James Yates is actually right here. And if it’s wet – just dress for the weather.

By SW

@James Yates. It does rain a lot in MCR. You also have to be careful when just looking at some meteorological figures and not all of them as a whole. Yes, actual figures may show more rainfall in other cities, but you also have to take into account hours of sunshine, temperature, volume of rain etc. I’ve lived in cities around the world that have much more “rainfall” than Manchester on paper, but what that usually means is that it rained really hard for a short period of time, then it’s sunny for much longer, the ground dries quickly and 15 minutes after the rain stops you never knew it rained.
Manchester is cold, wet, often windy and grey. There are still places in the world with worse weather, but our bad weather is something everyone who has lived outside of the UK or further south in the UK notices when coming here.

By Jo

Hey folks, I love talking about the weather as much as the next person – but lets keep the conversation on topic. That topic is the Ordsall Chord pedestrian bridge opening, not whether or not it rains more in Manchester than in other places.

By Julia Hatmaker

A chord was proposed in the late-1970s and parliamentary powers for its construction were received in 1979, but the project was cancelled. Network Rail revived the proposal in 2010 as part of its Northern Hub proposal. Funding for its construction totalling £85 million was announced in the 2011 United Kingdom budget and construction commenced in 2016. It became operational on 10 December 2017.

However its use since becoming operational has been limited as no additional capacity at Victoria, Oxford Road and Piccadilly has been built to cope with more through services.

By Philco

@Russ, the rail bridge was designed for 12 trains per hour but it only gets 4 due to the rest of the Hub scheme being cancelled. You’d never have made the case for building it with such low projected use. The footbridge on the other hand is pretty much guaranteed to exceed expectations with lots of new resi going up around there.

By WayFay

Yes Russ, but only half the trains it was built for and guess why that is? Because Westminster pulled the plug on financing two extra platforms at Piccadilly station.

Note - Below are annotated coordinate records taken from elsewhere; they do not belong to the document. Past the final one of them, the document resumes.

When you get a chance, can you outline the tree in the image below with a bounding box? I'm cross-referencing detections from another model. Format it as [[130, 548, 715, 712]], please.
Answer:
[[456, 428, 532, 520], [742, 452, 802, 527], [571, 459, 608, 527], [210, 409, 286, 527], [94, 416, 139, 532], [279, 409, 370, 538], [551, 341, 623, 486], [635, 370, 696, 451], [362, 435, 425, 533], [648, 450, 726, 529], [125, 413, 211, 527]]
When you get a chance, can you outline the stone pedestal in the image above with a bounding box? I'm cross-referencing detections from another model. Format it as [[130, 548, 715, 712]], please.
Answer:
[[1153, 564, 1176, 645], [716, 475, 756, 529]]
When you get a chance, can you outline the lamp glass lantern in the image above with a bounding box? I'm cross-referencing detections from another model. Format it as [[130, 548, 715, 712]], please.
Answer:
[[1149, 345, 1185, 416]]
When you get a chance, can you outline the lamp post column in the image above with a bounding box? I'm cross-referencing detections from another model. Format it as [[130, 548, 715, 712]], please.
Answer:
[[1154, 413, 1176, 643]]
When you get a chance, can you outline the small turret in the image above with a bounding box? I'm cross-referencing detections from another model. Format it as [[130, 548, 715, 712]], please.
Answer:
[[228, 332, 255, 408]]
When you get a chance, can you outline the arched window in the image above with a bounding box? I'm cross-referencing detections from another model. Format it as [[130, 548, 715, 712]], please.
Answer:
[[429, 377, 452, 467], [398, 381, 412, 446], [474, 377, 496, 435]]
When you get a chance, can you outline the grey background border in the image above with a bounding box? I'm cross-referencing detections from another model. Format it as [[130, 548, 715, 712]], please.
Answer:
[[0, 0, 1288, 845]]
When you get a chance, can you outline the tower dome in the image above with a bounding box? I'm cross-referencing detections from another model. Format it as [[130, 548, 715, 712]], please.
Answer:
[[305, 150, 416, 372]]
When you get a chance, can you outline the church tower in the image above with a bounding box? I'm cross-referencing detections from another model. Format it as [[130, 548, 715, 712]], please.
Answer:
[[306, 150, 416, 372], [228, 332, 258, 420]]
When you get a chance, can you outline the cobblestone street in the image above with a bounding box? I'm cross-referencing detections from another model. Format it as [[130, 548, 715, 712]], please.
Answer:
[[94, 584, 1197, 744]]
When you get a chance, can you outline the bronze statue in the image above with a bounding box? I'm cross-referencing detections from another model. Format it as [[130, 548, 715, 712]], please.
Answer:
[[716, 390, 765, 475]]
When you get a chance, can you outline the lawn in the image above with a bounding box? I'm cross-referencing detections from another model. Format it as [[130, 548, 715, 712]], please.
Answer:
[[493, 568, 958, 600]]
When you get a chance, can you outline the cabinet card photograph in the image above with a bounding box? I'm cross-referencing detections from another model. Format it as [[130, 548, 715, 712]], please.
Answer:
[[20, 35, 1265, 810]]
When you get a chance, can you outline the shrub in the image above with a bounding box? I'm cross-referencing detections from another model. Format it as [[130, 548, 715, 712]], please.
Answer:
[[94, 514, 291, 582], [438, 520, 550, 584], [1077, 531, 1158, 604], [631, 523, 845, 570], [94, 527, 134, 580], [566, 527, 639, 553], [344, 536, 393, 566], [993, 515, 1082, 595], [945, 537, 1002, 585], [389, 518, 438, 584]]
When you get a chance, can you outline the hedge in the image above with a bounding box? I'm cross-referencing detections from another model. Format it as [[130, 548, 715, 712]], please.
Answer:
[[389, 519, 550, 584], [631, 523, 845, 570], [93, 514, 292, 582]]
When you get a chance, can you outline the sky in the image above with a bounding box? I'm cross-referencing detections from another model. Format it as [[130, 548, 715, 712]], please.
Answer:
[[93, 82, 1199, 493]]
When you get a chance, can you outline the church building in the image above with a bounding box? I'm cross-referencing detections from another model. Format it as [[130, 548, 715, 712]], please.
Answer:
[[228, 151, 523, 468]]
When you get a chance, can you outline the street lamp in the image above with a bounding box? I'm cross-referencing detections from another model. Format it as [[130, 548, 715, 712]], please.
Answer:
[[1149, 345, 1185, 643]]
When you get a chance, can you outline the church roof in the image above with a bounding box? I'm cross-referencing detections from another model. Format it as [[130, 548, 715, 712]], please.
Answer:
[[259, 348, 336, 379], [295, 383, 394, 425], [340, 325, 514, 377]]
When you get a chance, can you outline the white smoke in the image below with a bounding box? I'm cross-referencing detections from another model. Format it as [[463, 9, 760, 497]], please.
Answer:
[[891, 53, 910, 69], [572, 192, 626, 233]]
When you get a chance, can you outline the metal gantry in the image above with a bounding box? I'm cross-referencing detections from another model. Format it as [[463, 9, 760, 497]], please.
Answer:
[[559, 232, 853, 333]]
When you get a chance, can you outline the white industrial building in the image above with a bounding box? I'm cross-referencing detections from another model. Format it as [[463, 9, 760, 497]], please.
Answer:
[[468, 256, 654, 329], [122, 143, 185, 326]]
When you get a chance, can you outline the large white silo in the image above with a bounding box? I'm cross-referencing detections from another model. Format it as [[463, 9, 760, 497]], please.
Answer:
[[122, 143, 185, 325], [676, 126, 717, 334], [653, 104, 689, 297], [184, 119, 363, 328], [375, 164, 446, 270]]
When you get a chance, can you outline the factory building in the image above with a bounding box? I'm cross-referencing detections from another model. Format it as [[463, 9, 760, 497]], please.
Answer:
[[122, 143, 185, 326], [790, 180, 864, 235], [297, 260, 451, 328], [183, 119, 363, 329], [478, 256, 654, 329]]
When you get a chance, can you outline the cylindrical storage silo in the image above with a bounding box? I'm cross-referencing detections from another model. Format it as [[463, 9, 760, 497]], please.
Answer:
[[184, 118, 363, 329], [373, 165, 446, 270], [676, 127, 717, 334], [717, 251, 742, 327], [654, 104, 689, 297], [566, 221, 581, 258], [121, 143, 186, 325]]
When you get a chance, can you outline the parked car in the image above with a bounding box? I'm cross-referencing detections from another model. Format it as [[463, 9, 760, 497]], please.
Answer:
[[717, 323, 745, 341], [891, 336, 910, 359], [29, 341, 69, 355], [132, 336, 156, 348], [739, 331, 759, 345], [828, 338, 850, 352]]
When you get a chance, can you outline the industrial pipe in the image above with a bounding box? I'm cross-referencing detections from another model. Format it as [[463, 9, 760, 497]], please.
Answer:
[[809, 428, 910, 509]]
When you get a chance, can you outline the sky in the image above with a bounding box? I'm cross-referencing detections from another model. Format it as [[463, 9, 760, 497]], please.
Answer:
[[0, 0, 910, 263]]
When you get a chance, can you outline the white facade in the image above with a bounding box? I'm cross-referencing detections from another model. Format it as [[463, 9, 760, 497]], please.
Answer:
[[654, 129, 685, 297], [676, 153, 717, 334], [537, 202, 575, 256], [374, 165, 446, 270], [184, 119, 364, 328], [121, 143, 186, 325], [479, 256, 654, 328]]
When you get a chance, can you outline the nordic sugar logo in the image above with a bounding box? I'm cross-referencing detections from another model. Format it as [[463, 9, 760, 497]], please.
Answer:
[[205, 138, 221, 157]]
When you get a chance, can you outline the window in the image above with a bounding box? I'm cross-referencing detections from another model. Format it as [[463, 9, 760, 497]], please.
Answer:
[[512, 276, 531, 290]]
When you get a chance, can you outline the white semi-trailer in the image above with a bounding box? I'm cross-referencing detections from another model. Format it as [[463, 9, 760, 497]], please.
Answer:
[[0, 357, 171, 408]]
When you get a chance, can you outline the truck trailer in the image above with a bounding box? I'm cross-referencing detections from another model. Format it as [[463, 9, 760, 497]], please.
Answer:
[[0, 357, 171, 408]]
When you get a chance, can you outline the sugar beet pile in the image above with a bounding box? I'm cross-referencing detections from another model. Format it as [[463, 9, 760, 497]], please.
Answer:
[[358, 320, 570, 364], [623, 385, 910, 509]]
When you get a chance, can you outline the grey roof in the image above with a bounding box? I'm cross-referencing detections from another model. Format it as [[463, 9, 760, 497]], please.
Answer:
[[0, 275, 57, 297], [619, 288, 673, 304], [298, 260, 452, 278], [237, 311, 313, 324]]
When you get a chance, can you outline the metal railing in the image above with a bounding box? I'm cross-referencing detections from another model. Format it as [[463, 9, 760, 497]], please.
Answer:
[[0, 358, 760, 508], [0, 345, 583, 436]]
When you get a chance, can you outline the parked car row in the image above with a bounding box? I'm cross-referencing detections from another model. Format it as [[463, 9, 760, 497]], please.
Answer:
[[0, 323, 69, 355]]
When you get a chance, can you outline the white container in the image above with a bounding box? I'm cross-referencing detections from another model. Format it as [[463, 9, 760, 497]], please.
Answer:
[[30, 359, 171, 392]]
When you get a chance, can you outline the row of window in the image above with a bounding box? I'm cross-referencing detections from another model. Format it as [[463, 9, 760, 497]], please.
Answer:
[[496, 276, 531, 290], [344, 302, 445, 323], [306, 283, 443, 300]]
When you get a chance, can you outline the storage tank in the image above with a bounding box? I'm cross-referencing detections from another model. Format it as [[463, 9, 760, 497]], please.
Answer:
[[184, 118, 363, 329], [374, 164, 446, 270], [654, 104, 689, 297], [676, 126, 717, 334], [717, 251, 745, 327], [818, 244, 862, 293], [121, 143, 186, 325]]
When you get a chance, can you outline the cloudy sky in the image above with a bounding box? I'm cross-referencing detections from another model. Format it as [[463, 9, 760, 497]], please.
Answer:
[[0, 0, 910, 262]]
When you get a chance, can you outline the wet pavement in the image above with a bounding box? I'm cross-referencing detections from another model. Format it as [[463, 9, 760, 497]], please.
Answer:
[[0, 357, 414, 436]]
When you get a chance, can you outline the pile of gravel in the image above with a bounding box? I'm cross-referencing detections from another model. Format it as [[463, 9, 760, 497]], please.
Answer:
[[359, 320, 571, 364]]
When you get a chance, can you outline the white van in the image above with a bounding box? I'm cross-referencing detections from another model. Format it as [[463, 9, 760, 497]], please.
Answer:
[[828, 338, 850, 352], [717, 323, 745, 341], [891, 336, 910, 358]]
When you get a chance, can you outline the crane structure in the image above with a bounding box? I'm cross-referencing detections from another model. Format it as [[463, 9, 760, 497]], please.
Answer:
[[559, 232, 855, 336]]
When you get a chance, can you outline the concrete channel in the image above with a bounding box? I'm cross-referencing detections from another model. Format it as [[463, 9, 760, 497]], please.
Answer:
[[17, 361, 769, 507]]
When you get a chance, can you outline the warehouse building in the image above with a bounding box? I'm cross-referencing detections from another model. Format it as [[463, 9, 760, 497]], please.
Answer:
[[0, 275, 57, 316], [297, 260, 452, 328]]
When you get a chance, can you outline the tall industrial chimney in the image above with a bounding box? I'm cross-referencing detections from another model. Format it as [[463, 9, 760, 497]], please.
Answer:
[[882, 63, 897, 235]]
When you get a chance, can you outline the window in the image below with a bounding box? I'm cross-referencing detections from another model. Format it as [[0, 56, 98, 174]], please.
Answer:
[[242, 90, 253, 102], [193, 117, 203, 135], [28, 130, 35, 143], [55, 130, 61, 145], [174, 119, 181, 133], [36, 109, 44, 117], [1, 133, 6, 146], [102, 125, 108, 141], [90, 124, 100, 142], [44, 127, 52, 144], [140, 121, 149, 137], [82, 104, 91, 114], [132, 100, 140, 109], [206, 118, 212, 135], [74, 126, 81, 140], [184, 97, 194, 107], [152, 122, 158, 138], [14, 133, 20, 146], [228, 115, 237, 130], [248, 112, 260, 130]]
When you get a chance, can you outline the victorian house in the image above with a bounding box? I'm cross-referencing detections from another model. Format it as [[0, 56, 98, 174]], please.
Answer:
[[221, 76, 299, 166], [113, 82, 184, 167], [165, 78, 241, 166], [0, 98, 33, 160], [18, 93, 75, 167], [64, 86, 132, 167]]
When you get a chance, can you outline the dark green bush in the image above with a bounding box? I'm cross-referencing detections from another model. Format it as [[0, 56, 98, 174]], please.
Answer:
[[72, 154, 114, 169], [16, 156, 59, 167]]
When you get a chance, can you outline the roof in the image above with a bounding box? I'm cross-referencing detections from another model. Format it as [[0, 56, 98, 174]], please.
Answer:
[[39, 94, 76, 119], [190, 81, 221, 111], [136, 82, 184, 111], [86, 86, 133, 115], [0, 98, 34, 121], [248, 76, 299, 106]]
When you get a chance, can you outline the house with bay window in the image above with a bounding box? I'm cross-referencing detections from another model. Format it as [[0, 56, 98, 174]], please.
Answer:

Never mind, we can all use the Elizabeth line, when we visit the capital and dream for more cycle lanes.

By Elephant

@Elephant

You’re off the mark on this one.
It’s quite nice to pass over the Irwell but under the rail line at the same time!
It’s a beautiful feat of engineering actually and I’m glad they’ve started opening up what is quite a significant part of the city centre and holds some fantastic industrial architecture.
The vistas of the latest additions to the Deansgate Sq look quite stunning as well. I’m beginning to think Manchester will end up growing something fantastic in the long run with their skyscraper quarter.
For any photographers reading this, I would highly recommend you visit!